Joshua Resnick - Fotolia
Kafka at center of new event processing infrastructure
Events are as important as data in emerging applications underlying many e-commerce efforts. Streams of events tell a company what motivates customers to use online products.
Event processing was once a niche undertaking, the province of Wall Street and intelligence agencies looking to work on small bits of big data in real time. Now, with globally deployed applications, like Amazon, Walmart, Uber and Lyft, event processing is going mainstream.
With apps like Uber, in particular, nearly every activity is logged. This becomes part of an event, an occurrence that is part of a data process. For example, with Uber, events are spawned when a user opens an app or browses locations and services. More events are created as the service estimates a price for a trip or suggests a driver's route.
Events tell a company what is happening with its business. They are becoming the common currency in web and cloud applications.
Focusing on data flow, event processing is a big change in both computer and data architecture. It is often enabled by Kafka, the messaging system created and open-sourced a few years ago by LinkedIn.

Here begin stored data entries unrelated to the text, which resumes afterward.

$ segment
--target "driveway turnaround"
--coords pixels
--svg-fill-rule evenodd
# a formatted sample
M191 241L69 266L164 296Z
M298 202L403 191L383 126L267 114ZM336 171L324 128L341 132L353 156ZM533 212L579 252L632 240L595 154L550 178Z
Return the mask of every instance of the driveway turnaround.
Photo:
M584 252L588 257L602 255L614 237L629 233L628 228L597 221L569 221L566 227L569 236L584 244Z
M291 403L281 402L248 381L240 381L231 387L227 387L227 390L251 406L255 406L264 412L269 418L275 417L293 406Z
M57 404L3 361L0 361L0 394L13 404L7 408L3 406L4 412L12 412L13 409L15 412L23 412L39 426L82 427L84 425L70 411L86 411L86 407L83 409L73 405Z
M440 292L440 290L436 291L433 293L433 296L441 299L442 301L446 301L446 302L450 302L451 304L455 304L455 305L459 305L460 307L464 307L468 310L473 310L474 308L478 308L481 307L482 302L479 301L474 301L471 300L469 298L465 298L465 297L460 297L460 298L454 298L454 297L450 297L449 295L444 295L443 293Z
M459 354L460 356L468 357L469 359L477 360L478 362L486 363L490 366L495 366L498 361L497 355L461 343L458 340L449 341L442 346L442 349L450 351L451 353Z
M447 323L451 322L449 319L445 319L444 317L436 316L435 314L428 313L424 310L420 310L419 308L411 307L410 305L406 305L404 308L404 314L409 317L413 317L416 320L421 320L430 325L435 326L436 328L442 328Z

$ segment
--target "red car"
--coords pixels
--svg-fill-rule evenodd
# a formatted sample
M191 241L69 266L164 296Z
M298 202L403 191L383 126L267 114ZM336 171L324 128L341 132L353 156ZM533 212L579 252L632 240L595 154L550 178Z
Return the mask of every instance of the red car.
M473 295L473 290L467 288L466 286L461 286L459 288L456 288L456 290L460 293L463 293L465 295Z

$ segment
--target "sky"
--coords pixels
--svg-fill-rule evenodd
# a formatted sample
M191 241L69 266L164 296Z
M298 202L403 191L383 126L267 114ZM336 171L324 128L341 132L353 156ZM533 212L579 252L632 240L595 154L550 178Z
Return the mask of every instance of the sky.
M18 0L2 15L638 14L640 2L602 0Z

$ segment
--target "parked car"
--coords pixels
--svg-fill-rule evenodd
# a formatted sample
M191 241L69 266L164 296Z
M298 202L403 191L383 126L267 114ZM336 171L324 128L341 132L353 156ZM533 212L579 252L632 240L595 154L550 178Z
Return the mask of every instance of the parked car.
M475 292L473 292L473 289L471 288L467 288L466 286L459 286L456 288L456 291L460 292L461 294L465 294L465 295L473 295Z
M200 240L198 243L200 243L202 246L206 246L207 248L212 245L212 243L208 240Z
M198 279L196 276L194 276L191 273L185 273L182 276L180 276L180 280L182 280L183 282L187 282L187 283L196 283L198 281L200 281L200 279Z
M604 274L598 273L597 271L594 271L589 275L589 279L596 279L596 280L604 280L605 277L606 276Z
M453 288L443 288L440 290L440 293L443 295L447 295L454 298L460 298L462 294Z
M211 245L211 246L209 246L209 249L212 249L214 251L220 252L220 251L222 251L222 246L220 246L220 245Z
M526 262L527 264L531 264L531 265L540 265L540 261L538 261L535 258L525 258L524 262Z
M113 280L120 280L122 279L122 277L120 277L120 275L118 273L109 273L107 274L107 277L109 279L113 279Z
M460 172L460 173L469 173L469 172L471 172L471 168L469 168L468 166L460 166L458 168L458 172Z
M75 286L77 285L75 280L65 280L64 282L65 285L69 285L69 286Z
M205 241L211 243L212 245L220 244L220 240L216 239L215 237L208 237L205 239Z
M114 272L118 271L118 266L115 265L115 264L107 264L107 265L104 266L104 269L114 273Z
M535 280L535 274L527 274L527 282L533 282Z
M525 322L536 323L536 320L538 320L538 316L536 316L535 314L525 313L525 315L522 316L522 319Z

Event processing also brings with it new microservice schemes and varied infrastructure components. It even changes the status of databases that have long been the workhorse of commerce, especially as vendors look to deliver their software on the cloud. The database is no longer the center of corporate computing.
Swiping events
Event processing architecture is "turning the database inside out," said Kyle Bendickson, software engineer for big data at Los Angeles-based Tinder, an app that lets users quickly swipe through profiles -- swiping right is a "like" -- to find potential dates.
All that swiping generates a lot of data on user behavior, Bendickson told attendees at the Kafka Summit in New York on April 2.
Events and data comprise about 1 million events per second and 40 TB of data per day as Tinder connects people, Bendickson said. Other presenters at the summit went further, clocking their estimated event processing levels as high as multiple millions of events per second.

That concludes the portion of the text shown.